The traditional opposition between social wholes and individuals rings a bit hollow to contemporary ears, not only because the poles of the opposition are only vaguely or ambiguously conceived, nor solely because one suspects that they are hardly mutually exclusive, but also because this opposition doesn't include, within the scope of potentially relevant factors it considers, those that are non-human or sub-personal (such as, for instance, human biology, ecology, and artifacts and technology). What happens in human affairs is very plausibly constrained, enabled, and affected by a combination of factors classifiable as ecological, biological, and technological, in addition to "individual" and "social." Since the first three kinds of factors operate in ways that cross-cut the individual-social distinction, and (on some conceptions of the individual or the social) are not included within the framework of that distinction at all, the inherited individualism-holism opposition, and the traditional question of the reducibility or non-reducibility of the social to the individual, are problematic in a way that most contributors to the volume never address. (A common pattern in the volume is to mention such factors as possibly relevant, but not to discuss them in any detail: for instance, regarding artifacts, pp. 58, 121-122, 143, 145-146, 212; regarding sub-personal factors, p. 150.) To some extent, Risjord's and Collin's essays, and a few paragraphs of McCubbins and Turner's (240), are a refreshing exception to this general criticism.

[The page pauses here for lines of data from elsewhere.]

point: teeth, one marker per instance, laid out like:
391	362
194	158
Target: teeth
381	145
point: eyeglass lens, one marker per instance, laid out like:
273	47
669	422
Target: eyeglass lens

For examples of alternative approaches to the relation between the individual and the social, which do not pass quietly over such sub-personal and non-human factors, see John Protevi's analysis of the relation between somatic, technological, and social processes "below," "alongside," and "above" the subject (respectively), in Protevi 2009 and 2013; Lenny Moss and Vida Pavesich's analysis of differential access to embodied skill-formation in Moss and Pavesich 2011; and Moss's critique of methodological individualism on the basis of a reconstruction of human evolutionary history (Moss 2014), which also points to the role of sub-personal social processes in the constitution of human individuality.

REFERENCES

Lukes, Steven. 1968. "Methodological Individualism Reconsidered." The British Journal of Sociology, Vol. 19 (2): 119-129.

Lukes, Steven. 1973. Émile Durkheim, his Life and Work: A Historical and Critical Study. London, UK: Penguin.

Moss, Lenny, and Pavesich, Vida. 2011. "Science, Normativity, and Skill: Reviewing and Renewing the Anthropological Basis of Critical Theory." Philosophy and Social Criticism 37 (2): 139-165.
 
Moss, Lenny. 2014. "Detachment and Compensation: Groundwork for a Metaphysics of 'Biosocial Becoming'." Philosophy and Social Criticism, 40 (1): 91-105.

Protevi, John. 2009. Political Affect: Connecting the Social and the Somatic. Minneapolis, MN: University of Minnesota Press.
 
Protevi, John. 2013. Life, War, Earth: Deleuze and the Sciences. Minneapolis, MN: University of Minnesota Press.

Zahle, Julie. 2007. "Holism and Supervenience." In Stephen P. Turner and Mark Risjord (eds.), Philosophy of Anthropology and Sociology. Amsterdam, Netherlands: Elsevier, pp. 311-341.